‘Harry Potter and the Deathly Hallows: Part 1’ por José Pedro Lopes

(Fotos: Divulgação)

A sétima e penúltima entrega da vida cinematográfica de Harry Potter encontra o protagonista e os seus fieis amigos – Hermione e Ron – numa corrida contra o tempo para destruir os Horcruxes, objectos que possuem partes da alma do grande antagonista Voldemort. Mas na sua cruzada, Potter vai descobrir a existência de uns Talismãs da Morte, artefactos que podem se revelar decisivos na luta com o maléfico Lorde que vitimou os seus pais.

Seria compreensível dizer que ‘Harry Potter and the Deathly Hallows’ sai gravemente prejudicado por ser a primeira parte de dois filmes: a ausência de climax final e a sensação de interlúdio roubam relevância à sua história. Mas a verdade é que esta sensação já habita na saga de ‘Harry Potter’ há bastante tempo: os dois filmes anteriores já careciam de autonomia narrativa e de um sentido de importância individual.
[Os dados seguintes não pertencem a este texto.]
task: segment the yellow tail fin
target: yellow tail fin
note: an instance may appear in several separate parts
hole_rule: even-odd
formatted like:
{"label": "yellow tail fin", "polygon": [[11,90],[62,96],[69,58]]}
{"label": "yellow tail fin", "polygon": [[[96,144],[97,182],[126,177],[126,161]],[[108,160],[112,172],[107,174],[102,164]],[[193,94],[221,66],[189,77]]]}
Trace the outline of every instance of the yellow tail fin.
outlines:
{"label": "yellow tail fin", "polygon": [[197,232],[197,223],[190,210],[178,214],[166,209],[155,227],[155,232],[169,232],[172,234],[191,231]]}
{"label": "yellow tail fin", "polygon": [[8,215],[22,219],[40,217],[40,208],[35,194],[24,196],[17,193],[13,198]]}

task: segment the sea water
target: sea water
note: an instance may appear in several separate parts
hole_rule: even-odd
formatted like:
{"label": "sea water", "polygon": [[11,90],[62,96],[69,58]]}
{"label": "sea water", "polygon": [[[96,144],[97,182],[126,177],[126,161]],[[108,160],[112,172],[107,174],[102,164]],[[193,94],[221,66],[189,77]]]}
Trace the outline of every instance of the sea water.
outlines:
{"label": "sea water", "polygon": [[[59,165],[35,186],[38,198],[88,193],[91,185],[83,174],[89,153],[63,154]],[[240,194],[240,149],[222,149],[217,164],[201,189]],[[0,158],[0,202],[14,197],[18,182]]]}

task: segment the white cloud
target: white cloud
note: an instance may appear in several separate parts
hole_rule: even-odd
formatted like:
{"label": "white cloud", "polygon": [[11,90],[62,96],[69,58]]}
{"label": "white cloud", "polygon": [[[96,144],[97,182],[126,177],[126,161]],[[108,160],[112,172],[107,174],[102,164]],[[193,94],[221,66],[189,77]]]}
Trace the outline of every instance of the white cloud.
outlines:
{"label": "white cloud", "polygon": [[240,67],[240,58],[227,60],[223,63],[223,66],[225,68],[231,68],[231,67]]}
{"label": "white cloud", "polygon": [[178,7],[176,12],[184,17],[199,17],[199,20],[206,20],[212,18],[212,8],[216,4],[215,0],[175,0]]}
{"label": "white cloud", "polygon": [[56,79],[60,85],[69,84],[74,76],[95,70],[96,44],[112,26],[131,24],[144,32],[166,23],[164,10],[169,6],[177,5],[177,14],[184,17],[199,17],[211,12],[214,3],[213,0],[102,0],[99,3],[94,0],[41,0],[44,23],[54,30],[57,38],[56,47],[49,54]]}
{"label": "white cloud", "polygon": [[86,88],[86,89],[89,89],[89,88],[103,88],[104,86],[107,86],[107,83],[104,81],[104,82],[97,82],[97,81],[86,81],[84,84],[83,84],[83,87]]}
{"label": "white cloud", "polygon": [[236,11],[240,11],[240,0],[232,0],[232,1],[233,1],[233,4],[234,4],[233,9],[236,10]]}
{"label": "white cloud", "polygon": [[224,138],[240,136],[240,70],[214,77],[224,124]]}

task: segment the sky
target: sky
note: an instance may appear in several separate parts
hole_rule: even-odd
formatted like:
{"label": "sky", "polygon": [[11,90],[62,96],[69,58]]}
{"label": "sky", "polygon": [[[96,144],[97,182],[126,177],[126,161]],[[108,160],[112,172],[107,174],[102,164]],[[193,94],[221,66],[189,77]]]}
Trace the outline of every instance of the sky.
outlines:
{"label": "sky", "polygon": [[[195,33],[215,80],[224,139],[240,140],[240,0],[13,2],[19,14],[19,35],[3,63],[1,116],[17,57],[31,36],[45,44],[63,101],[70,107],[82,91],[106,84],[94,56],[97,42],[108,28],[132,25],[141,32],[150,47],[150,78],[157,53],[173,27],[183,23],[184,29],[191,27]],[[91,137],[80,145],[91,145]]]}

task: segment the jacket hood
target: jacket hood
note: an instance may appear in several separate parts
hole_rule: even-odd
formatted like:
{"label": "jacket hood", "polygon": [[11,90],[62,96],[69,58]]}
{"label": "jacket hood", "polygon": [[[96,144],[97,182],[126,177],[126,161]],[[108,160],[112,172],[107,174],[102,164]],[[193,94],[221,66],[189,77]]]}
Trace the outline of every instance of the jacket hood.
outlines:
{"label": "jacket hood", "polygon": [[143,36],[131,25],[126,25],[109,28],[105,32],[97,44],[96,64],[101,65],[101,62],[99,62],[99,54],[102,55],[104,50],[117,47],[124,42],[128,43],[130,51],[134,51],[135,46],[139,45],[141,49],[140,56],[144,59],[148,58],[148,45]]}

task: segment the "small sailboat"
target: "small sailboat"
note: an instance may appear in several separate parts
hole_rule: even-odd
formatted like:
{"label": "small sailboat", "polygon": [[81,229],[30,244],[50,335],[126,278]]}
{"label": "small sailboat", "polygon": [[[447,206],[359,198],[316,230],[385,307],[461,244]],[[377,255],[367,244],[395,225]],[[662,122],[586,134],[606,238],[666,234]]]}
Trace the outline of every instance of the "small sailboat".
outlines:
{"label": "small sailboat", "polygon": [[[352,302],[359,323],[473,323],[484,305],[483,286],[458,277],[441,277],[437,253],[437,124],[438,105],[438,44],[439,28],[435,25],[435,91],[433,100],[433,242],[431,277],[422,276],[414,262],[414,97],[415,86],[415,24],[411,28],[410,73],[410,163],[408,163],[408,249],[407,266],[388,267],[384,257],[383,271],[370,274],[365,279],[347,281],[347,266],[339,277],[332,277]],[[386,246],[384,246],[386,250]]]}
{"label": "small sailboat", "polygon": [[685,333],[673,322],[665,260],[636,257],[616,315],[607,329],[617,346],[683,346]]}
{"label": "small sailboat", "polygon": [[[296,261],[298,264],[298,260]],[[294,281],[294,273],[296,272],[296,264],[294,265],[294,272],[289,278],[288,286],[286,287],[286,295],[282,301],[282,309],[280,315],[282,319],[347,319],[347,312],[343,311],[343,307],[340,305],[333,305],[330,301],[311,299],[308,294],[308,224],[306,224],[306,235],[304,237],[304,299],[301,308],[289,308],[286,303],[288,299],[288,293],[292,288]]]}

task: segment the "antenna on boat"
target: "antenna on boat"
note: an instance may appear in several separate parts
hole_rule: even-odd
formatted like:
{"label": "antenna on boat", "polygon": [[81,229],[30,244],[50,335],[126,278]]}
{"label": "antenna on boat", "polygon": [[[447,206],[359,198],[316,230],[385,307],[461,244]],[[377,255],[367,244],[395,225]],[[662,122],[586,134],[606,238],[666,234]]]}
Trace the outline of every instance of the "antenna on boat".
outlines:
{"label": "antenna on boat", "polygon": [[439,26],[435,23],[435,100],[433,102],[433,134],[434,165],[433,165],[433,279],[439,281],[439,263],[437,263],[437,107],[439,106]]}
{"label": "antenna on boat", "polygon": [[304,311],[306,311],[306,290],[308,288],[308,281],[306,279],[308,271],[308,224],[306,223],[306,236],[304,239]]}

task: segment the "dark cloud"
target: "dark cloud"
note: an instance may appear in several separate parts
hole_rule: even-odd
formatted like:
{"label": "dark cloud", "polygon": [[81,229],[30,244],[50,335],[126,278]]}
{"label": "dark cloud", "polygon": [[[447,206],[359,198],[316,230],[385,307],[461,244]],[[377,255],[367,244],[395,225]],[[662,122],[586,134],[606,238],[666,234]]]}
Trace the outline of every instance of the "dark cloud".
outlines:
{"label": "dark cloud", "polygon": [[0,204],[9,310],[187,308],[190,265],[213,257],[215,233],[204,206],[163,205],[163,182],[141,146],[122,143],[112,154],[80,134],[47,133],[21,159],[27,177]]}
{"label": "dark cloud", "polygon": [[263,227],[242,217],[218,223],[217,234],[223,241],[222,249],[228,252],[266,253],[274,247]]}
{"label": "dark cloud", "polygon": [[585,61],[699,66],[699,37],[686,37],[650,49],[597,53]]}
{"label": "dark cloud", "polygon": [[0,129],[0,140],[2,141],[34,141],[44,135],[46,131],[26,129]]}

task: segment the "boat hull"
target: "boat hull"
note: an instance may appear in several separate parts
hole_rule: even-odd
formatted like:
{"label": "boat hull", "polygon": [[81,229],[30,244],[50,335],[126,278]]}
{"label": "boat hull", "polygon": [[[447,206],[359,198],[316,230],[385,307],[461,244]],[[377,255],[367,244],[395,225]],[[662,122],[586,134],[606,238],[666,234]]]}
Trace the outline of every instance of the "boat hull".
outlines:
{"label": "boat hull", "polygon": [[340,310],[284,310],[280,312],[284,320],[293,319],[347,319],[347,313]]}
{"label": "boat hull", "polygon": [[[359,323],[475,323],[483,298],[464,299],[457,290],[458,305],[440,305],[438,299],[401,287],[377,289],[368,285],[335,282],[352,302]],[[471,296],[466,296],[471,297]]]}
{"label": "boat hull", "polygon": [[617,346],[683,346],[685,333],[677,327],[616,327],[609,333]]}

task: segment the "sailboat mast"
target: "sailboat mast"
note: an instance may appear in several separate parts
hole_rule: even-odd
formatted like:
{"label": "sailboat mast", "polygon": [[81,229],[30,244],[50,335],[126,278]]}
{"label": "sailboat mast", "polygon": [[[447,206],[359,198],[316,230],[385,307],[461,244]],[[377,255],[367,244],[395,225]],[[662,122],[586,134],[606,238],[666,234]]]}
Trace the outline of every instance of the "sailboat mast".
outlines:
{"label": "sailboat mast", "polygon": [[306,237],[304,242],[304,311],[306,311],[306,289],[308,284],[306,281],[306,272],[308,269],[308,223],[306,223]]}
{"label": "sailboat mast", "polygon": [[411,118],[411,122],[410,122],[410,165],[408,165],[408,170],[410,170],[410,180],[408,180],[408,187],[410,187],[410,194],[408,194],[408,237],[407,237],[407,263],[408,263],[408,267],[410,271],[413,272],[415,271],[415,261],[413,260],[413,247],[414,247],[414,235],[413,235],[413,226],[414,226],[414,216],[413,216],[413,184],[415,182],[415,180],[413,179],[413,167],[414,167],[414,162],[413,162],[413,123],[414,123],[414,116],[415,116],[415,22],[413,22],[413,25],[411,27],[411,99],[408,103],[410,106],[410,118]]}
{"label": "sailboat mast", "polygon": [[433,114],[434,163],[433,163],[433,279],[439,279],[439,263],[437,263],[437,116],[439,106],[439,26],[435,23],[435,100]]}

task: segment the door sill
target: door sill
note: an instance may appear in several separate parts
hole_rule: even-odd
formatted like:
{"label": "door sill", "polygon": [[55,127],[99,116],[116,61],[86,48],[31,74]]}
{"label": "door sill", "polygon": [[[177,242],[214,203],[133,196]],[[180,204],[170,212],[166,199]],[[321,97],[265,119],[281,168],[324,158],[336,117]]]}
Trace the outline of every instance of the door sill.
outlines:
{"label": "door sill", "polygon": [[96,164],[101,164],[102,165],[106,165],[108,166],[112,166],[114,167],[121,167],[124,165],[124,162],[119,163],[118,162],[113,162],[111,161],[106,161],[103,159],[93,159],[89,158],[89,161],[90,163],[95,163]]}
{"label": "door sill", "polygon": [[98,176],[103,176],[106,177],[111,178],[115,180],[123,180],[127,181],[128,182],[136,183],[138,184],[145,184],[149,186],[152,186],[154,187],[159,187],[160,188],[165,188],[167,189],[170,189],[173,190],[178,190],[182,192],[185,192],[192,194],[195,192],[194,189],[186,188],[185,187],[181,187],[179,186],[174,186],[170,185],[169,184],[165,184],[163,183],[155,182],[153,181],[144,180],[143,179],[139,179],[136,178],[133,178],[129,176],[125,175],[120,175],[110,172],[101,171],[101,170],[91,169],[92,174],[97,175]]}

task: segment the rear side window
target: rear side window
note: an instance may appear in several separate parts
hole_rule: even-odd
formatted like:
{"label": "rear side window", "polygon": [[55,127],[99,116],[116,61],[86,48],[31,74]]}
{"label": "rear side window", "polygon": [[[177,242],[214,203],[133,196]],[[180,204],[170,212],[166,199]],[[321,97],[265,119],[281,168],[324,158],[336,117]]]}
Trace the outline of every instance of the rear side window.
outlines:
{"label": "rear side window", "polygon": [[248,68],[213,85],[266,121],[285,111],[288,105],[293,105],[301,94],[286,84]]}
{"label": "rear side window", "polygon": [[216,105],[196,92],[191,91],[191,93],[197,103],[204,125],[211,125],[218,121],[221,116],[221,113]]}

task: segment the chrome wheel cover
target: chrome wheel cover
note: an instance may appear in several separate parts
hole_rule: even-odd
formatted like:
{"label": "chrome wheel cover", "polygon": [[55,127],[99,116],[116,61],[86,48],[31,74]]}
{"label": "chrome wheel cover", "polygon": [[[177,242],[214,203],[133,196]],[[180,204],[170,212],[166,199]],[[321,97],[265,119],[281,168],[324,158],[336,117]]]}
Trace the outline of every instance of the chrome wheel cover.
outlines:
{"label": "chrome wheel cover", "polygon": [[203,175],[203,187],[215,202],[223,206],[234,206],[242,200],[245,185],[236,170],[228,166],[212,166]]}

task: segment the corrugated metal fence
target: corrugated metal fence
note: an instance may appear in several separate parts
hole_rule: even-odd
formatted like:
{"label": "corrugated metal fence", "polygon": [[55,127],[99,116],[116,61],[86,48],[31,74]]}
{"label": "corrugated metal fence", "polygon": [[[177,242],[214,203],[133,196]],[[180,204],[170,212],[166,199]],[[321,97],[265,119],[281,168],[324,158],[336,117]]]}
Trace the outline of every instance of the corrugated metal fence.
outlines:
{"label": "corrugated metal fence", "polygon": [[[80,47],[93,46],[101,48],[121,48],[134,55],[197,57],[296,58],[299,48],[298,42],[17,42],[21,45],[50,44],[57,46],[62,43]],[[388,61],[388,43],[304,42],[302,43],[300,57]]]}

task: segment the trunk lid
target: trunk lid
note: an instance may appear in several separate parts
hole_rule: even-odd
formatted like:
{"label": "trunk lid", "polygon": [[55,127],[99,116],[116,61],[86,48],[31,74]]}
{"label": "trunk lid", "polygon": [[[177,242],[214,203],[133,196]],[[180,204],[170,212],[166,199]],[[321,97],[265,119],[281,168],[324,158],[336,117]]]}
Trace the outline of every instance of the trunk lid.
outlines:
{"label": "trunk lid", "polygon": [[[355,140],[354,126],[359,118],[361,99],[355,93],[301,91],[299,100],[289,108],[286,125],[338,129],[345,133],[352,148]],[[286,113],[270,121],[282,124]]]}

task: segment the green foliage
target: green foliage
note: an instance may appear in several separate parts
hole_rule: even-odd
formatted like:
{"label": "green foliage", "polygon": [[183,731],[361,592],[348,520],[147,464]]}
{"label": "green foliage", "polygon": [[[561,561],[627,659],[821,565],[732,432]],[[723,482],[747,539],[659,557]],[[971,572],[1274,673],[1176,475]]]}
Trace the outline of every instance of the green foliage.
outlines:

Nunca li os livros de ‘HP’ e confesso que houve filmes da saga que achei brilhantes – ‘Chamber of Secrets’ e ‘Prisioner of Azkaban’ são aventuras ricas e emocionantes – e outros que achei francamente fracos – o caso mais evidente ‘Order of the Phoenix’. Se ‘Deathly Hallows’ representa uma recuperação da série face a ‘Phoenix’ ou ao também redundante ‘Half-Blood Prince’, a realidade é que os problemas da saga revelam-se aqui mais estruturais do que ocasionais.

‘HP7’ conta com uma fotografia assombrosa do “nosso” Eduardo Serra e está muito bem realizado por David Yates – o filme conta com momentos de verdadeira emoção eximiamente bem conseguidos como a sequência do concílio de Voldemort que abre o filme e a cena onde Harry Potter visita o local da morte dos seus pais e termina a enfrentar a serpente. Emma Watson é cada vez mais uma grande actriz como Hermione, e o elenco que apoia o filme é, como sempre, brilhante. Bill Nighy com particular destaque.

Mas os problemas que vinham a assolar os filmes recentes permanecem, e confesso que, à primeira vista, a sua origem são os livros de JK Rowling. O seu imaginário pura e simplesmente não é tão rico e completo quanto os 7 livros gigantescos e 8 filmes acima das duas horas dão a entender. A luta estendida entre Harry Potter e Voldemort parece mais um limbo de teimosias que vem sendo adiado por pequenos adereços que vão surgindo: primeiros os Horcruxes, agora os Deathly Hallows. Na realidade, Potter e Voldemort poderiam ter que coleccionar uma quantidade infinita de pequenos objectos antes de se enfrentarem, mas a realidade é que tanto atraso no seu confronto apenas torna a experiência desinteressante para quem não for um grande entusiasta.

Depois existem as semelhanças com a série ‘Lord of the Rings’ na recta final desta narrativa. Primeiro, o formato “on the Road” desta nova história, que vem importado do universo do Tolkien mas que carece da sua verdadeira razão de ser. As personagens de ‘LOTR’ percorriam mundos diferentes que eram cativantes por si próprios. Potter e os seus amigos vagueiam por lugares variados e conhecem uma série de personagens, mas estes novas adições nunca são, por si próprias, relevantes ou criativas. E depois vem o problema dos Horcruxes. Para derrotar Voldemort, Potter tem de reunir todos estes artefactos, que são quase impossíveis de destruir e que levam quem os detém à ira e derradeiramente à loucura. Falta apenas Potter acariciar o colar com que anda no filme e dizer “My Precious…”.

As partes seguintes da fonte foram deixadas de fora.